Plus: Ellison ramps up SAP trash-talking. At least some things are the same in 2021

Updated Oracle has underwhelmed the market with its Q3 results – shares took a minor tumble yesterday. But true to form its island-owning founder and CTO did his best to distract from matters at hand by talking up wins against its arch-rival and hyping technology it is yet to launch.

Big Red’s financials for the three months ended 28 February chugged along at a reasonable rate, with revenue rising 3 per cent year-on-year to $10.1bn.

Broken down by division, cloud services and licence support were $7.3bn, up 5 per cent; cloud licence and on-premises licence sales were $1.3bn, a 4 per cent increase on the previous year; hardware sales were down 4 per cent to $820m; and support was down 5 per cent to $737m.

Meanwhile, operating income was up 10 per cent to $3.9bn.

It was CEO Safra Catz’s statement of future guidance that unsettled investors, with Oracle’s shares down 6 per cent shortly after the news.

She told investors on a call yesterday that adjusted earning per share would be between $1.20 to $1.24 in Q4 but the market was expecting something closer to $1.28.

The self-driving database

Still, CTO and founder Larry Ellison did his best to distract from the results by claiming the world was about to witness staggering growth in the database market in Q4 because of some yet-to-be-revealed autonomous database technologies. “We expect it really to explode next year. And I really do mean very, very rapid growth next year. I'm not really ready to disclose our plans as to why I think it's going to suddenly spike but we expect very, very rapid database growth next year,” the ever-tanned septuagenarian said.

Advocates of rival databases — say the open-source PostgresSQL to which backer EDB offers to port applications — would say that Oracle needs an autonomous database because the underlying technology is so clunky and old it’s very time-consuming to deploy, manage and keep up to date.

Ellison then turned his attention to SAP, arch-rival in the business application market.

In September last year, SAP CFO Luka Mucic said he was not aware of “any competitive replacement” by Oracle in ERP, following Ellison’s earlier claim to be pinching SAP’s customers.

Big Larry was not about to let that lie.

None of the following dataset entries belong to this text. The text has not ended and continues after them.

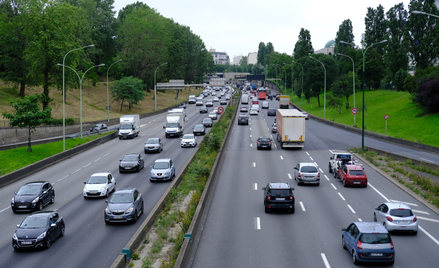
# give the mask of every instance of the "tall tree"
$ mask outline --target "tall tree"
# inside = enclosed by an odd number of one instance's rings
[[[301,28],[299,33],[299,40],[297,40],[294,46],[294,58],[300,59],[306,57],[309,54],[313,54],[314,49],[311,43],[311,34],[308,30]]]

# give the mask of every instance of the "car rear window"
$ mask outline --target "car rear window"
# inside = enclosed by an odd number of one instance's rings
[[[360,237],[360,242],[365,244],[387,244],[392,242],[389,234],[367,234],[364,233]]]
[[[390,216],[401,218],[413,216],[413,212],[411,209],[391,209],[389,214]]]

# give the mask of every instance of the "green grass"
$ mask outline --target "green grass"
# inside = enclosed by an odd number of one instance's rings
[[[99,135],[87,136],[76,139],[66,139],[66,150],[71,149],[75,146],[84,144],[86,142],[95,140],[97,138],[109,135],[113,132],[108,132]],[[32,152],[27,151],[26,147],[20,147],[11,150],[0,151],[0,159],[2,159],[3,164],[0,167],[0,176],[18,170],[22,167],[28,166],[30,164],[36,163],[47,157],[61,153],[63,149],[62,141],[51,142],[40,145],[33,145]]]
[[[291,90],[289,90],[291,98]],[[332,94],[327,92],[327,94]],[[375,133],[385,134],[384,115],[388,115],[387,135],[408,141],[423,143],[439,147],[439,113],[424,114],[424,111],[410,100],[407,92],[396,92],[393,90],[373,90],[365,92],[366,112],[364,114],[365,129]],[[356,125],[362,125],[362,91],[357,91],[355,104],[359,109],[356,116]],[[346,100],[344,99],[345,103]],[[301,99],[294,95],[293,103],[301,107]],[[311,98],[310,103],[303,100],[303,109],[308,113],[323,118],[323,93],[320,95],[321,107],[317,105],[317,98]],[[354,126],[354,116],[351,113],[353,97],[349,98],[350,108],[342,109],[339,114],[336,110],[326,106],[326,119],[337,123]]]

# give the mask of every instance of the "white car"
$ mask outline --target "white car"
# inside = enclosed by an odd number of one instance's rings
[[[84,184],[84,198],[108,196],[116,189],[116,179],[109,172],[95,173]]]
[[[185,134],[181,138],[181,147],[195,147],[197,146],[197,137],[194,134]]]

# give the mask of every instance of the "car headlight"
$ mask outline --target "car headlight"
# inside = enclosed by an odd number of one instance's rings
[[[40,234],[40,235],[37,237],[37,240],[41,240],[41,239],[43,239],[44,237],[46,237],[46,232]]]

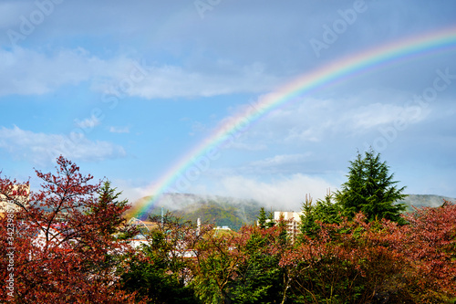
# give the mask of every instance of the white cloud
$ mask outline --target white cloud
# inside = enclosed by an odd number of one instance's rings
[[[36,133],[21,130],[0,129],[0,148],[17,159],[29,160],[38,164],[47,164],[62,154],[71,160],[101,161],[126,155],[121,146],[108,142],[90,141],[84,135]]]
[[[253,167],[272,168],[281,167],[283,165],[296,164],[308,160],[310,152],[306,154],[284,154],[266,158],[265,160],[256,161],[250,163]]]
[[[85,119],[84,121],[75,120],[75,123],[78,128],[86,130],[93,129],[94,127],[98,126],[100,121],[97,117],[92,116],[90,118]]]
[[[130,133],[130,127],[109,127],[111,133]]]
[[[220,194],[234,197],[251,198],[268,206],[285,210],[300,210],[306,194],[323,198],[332,185],[322,178],[303,174],[275,178],[268,183],[244,176],[222,179]]]
[[[228,72],[224,66],[218,68],[196,72],[178,66],[149,66],[121,56],[102,59],[82,48],[54,54],[0,49],[0,96],[45,94],[64,85],[91,81],[92,89],[120,97],[208,97],[267,90],[277,81],[256,63],[232,66]]]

Six months may have passed but he was not prepared to pass up an opportunity to settle the score.

“In Q3 alone we signed contracts, totalling hundreds of millions of dollars to migrate several very large SAP ERP customers, to Oracle Fusion ERP. But this was not just a recent Q3 event. This has been going on for a couple of years,” he said.

He went on to list, at laborious length, 100 customers he claimed had moved their ERP from SAP to Oracle. One could almost hear investment analysts drumming their fingers on the desk and casually scrolling through stock tickers as they heard the news about Birmingham City Council, a deal first announced in 2019.

Where will it all end? The world is wearily waiting for a referee to call a draw as these two heavyweights slug it out in a pointless display of corporate machismo. ®

Updated at 1547 UTC to add

An SAP spokesperson told The Register: "Our priority is driving our customers' success, not putting them in the middle of a public debate. Our numbers speak for themselves: Our increasing ERP market share is approximately double that of our closest competitor."